EMFs are a byproduct of electricity, therefore, virtually every device that uses electricity produces some level of EMF. Generally, the more electricity that is involved, the stronger the EMF will be. However, there is no general agreement or federal standard that says what level of EMF’s are hazardous. Currently the government does not do safety tests on the strength of EMF’s in hybrid vehicles.
Much of this new concern over EMFs has stemmed from the use of inexpensive field-strength detectors such as the “TriField” meter which sells for $145. The article says,
The TriField meter is made by AlphaLab in Salt Lake City. The company’s president, Bill Lee, defends its use for automotive testing even though the meter is set up to test alternating current fields, whereas the power moving to and from a hybrid vehicle’s battery is direct current. “Generally, an A.C. meter is accurate in detecting large electromagnetic fields or microwaves,” he said.
Automakers argue that such instruments cannot make consistent and meaningful readings, however, there is anecdotal evidence of hybrid vehicle EMFs causing health problems. Neysa Linzer, 58, says that since she bought her Honda Civic Hybrid her blood pressure has increased and that she has fallen asleep at the wheel 3 times. She believes her hybrid is causing her health problems, “I never had a sleepiness problem before,” she said.
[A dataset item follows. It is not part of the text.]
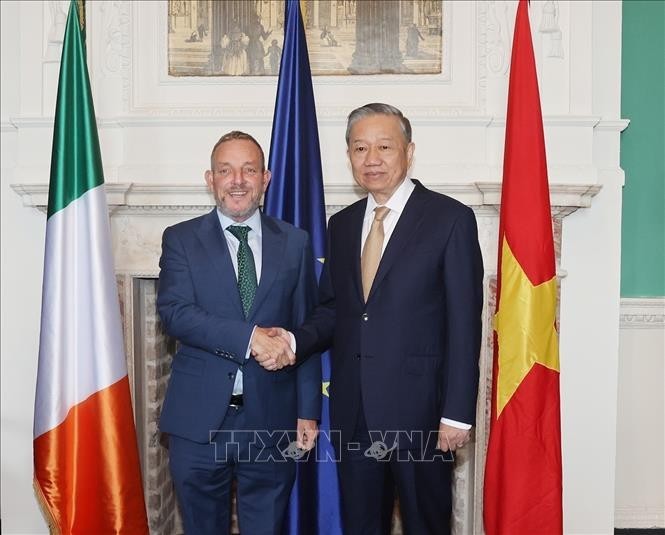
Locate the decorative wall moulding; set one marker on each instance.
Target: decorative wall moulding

She requested that Honda provide her with shielding material to protect her from the fields but Honda declined.
Driver, Brian Collins decided to test his Honda Insight with a Trifield meter. He received readings of 135 milligauss at the hip and 100 milligauss at the upper torso. Considering his VW Van only measures between 1-2 milligauss, he decided to sell his hybrid at a $7000 loss. The article says,
Lawrence Gust of Ventura, Calif., a consultant with a specialty in E.M.F.’s and electrical sensitivity, was one of the electrical engineers who tested Mr. Collins’s Insight in 2001. He agreed that the readings were high but did not want to speculate on whether they were harmful. “There are big blocks of high-amp power being moved around in a hybrid, the equivalent of horsepower,” he said. “I get a lot of clients who ask if they should buy hybrid electric cars, and I say the jury is still out.”
New technology often comes with new risks. Naturally, reduced gasoline consumption is a good thing but we should not ignore possible risks as these vehicles gain popularity. We encourage the government and automakers to be more forthcoming with thorough EMF research so that we don’t end up paying a higher price down the road.